Kazablanca’nın eski şehir bölgesinde tipik Fas mimarisine göre inşa edilmiş ve özenle restorasyondan geçirilmiş bina iki kattan oluşuyor. Fas’a ait özel mimari tarzına riad deniyor, ortasında avlusu olan, daha ziyade kadınların sokağa çıkmadan hava almasına yönelik düşünülmüş bir yapı tarzı. Müslümanların kadının mahremiyetini düşünerek inşa ettiği riadların İspanya’nın Endülüs bölgesinde de örneklerini görmek mümkün. Loş, romantik bir ambiyansa sahip barın üst katında büyük ekran bir TV ve kumar masası var. Aralıksız olarak Casablanca filmi gösteriliyor bu TV den. Ayrıca burada çalışan piyanistten canlı piyano dinleyebiliyor, istekte bulunabiliyorsunuz. Filmin ünlü tema şarkısı “As Time Goes By” ın çok talep gördüğünü söylememe gerek yok sanırım.
 
Dekoru da etkileyici. Hem geleneksel Fas işi süslemeler, hem de Orta Doğu ülkelerinden getirilmiş objeler görebilirsiniz. Bu şık mekanda ister yemek yiyebilir, ister sadece bir şeyler içebilirsiniz. Biz tok karnına gitmiştik. Fas’a vardığımız ilk günün akşamıydı. Barda oturmuş ve keyifli bir akşam geçirmiştik. Duvarlar Ingrid Bergman ve Humphrey Bogart’ın fotoğraflarının bulunduğu film afişleriyle süslenmişti. Bu muhteşem ikili bu barı şöhrete kavuşturmuştu belki ama bu şehre hayatlarında hiç gelmeyeceklerdi. Zira film Warner Brothers’ın Burbank’taki film stüdyolarında çekilmişti.
 
 
 

24 Kasım 2014 Pazartesi

HUZURUN RENGİ MAVİ : CHARTRES MAVİSİ

Chartres mavisi diye bir terim varmış. Chartres şehrindeki  katedralin ünlü vitraylarından alıyormuş adını. Merak ettim, Paris’in Montparnasse tren istasyonundan sabah erkenden bir trene atlayıp Eure-et-Loir bölgesindeki şehre doğru yola çıktım. Yaklaşık 100 km lik bir yolu 1 saatte kat ettikten sonra vardım Chartres’a. Katedrali ve mavisinden başka şöhreti olmayan bu sevimli şehir ufak, samimi, huzurlu ve sakin. 40 bin kişi yaşıyormuş güya, ben yüz kişi bile görmedim çevremde.

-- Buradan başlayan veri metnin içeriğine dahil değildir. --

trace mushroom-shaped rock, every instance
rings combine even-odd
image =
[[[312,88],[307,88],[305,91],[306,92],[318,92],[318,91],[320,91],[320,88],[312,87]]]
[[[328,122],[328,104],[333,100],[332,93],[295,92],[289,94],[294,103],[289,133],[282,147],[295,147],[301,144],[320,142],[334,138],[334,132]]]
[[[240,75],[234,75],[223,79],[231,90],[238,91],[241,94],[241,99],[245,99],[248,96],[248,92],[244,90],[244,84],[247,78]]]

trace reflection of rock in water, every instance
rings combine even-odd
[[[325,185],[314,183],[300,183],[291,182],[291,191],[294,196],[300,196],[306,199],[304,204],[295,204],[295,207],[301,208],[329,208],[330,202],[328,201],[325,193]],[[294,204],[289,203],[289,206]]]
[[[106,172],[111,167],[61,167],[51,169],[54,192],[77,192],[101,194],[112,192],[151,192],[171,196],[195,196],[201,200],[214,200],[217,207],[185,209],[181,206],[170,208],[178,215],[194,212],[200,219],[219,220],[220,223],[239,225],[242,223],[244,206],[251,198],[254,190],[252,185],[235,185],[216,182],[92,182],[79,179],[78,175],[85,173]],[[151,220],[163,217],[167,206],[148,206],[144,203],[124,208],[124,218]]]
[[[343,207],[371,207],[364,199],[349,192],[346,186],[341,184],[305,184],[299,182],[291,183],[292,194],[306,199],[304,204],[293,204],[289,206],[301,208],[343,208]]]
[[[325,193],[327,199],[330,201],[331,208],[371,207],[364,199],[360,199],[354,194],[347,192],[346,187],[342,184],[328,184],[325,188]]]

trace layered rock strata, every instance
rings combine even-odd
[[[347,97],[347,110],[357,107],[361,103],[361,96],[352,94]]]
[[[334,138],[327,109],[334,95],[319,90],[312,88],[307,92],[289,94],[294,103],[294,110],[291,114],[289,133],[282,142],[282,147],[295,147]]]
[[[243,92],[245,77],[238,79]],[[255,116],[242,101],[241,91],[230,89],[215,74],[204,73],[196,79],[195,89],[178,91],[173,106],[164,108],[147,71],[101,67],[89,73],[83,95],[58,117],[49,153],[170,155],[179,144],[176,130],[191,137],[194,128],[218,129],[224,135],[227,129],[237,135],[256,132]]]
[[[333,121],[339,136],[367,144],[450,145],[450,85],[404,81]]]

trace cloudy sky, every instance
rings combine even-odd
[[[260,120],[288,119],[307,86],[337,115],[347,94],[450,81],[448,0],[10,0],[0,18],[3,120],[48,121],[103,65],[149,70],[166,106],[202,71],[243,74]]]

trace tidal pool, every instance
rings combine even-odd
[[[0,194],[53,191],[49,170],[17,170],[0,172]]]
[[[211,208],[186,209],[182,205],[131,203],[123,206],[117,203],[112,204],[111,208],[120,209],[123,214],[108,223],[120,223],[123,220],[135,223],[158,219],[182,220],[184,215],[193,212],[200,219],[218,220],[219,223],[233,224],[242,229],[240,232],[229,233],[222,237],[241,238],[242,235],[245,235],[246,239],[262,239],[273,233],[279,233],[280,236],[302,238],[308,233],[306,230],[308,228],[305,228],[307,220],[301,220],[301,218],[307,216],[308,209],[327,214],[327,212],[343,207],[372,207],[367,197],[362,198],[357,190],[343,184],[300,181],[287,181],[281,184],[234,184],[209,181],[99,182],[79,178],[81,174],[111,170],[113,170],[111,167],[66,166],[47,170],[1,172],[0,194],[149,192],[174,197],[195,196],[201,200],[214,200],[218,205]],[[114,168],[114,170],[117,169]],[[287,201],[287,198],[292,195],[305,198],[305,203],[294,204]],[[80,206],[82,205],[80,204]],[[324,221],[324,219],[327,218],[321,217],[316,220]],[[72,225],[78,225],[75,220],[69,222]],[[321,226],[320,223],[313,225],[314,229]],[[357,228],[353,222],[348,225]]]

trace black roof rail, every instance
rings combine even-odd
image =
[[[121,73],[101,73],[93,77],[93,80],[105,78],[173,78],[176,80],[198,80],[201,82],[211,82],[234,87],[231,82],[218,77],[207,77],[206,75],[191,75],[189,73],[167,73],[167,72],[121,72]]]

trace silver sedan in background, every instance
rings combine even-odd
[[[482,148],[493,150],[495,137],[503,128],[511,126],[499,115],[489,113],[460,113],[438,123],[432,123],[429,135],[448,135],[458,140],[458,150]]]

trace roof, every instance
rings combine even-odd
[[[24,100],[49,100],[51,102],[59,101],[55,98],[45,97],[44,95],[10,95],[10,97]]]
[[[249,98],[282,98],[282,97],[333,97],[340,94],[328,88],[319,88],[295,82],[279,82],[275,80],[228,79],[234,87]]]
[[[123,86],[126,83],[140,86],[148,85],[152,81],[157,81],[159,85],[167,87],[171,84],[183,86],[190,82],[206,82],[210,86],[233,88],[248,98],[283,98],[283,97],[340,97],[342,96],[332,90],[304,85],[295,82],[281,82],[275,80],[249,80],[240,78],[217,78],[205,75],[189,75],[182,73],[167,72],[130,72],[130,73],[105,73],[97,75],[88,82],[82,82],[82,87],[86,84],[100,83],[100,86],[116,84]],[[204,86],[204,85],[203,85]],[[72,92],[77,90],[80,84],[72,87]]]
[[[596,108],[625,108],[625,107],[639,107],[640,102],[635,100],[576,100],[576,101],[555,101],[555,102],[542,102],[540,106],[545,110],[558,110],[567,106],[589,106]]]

Şehir temizlikte, düzende nirvanaya ulaşmış görünüyor. Hatta o kadar ki kalp krizi geçirenlere müdahale edilebilmesi için sokakta defibrilatör bile var.


Önce ünlü katedralini göreyim dedim doğal olarak. Gerçekten çok güzel vitrayları var. Unesco da Kültür Mirası listesine almış burayı. Gotik bir yapı. Mimariyle arası olmayanlar gotik bir eseri nasıl ayırt edebilir? Eğer yapının bir bölümü ojiv (füze gibi uzunca), tavanları örümcek ağı gibi desenlerle kaplı ise, ana yapıya bağlı harici köprücükler varsa ve gece gördüğünüzde kendinizi korku filminde hissederseniz gotik olması kuvvetle muhtemeldir.
 


 



1220 de yapımı tamamlanan bu yapının içindeki neredeyse tüm vitrayların orijinal olması insana heyecan veriyor. Kullanılan mavi boya kendine münhasır, yani şimdi aynı tonu elde etmek mümkün değil, dolayısıyla ihtiyaç olmaması için dua etmek gerek. Yalnız vitraylar değil tabii, yapının kendisi de yapıldığı günkü gibi aynen muhafaza edilmiş. Bu kadar orijinal kalmış bir başka kilise daha bulunur mu bilmem. Gitmek görmek gerek.





20 Kasım 2014 Perşembe

BOLDT CASTLE - BOLDT ŞATOSU

Kanada seyahatimin en unutulmaz duraklarından biri Bin Adalar’dı. Saint Lawrence nehrinin üzerine serpiştirilmiş Thousand Islands, yaklaşık 1864 adadan oluşan bir bölge.
 



Gidenler bilir, harita okumayı sevenler de bilir, Kanada dünyanın en sulak yerlerinden biri, Kanada ve A.B.D. arasında da dev bir su oluşumu var, hatta dünyanın en ünlü şelalelerinden Niagara da bu bölgenin yıldızı. Ontario eyaletinin Kingston kasabasında Rockport’ta başlıyor adalara yapılan tekne turları. Bu adalar A.B.D. ve Kanada arasında paylaştırılmış. Amerika’ya ait adalar New York, Kanada’ya ait adalar Ontario eyaletine bağlanmış. Yanyana da olsa ayrı ülkelere bağlı olanlar var, ya da mesafe olarak Kanada’ya daha yakın olmasına rağmen A.B.D.ye bağlı olanlar ve tersi.
                                         





Adalardaki evler muhteşem.  Bunların birçoğunun ünlülere ait olduğunu anlatıyor tekne rehberi. Milyon dolarlar telaffuz ediliyor. Ama biz sıradan ölümlülerin de satın alabileceği modeller yok sayılmaz. 400 bin US Dolarınız varsa mütevazı bir konut sahibi olmak işten değil.
 
1864 adadan Heart Adası’nda yer alan Boldt Castle hem bölgedeki diğer yapılar arasında farkını belli eden ihtişamıyla, hem de hüzünlü öyküsüyle beni en çok etkileyen yapı oldu.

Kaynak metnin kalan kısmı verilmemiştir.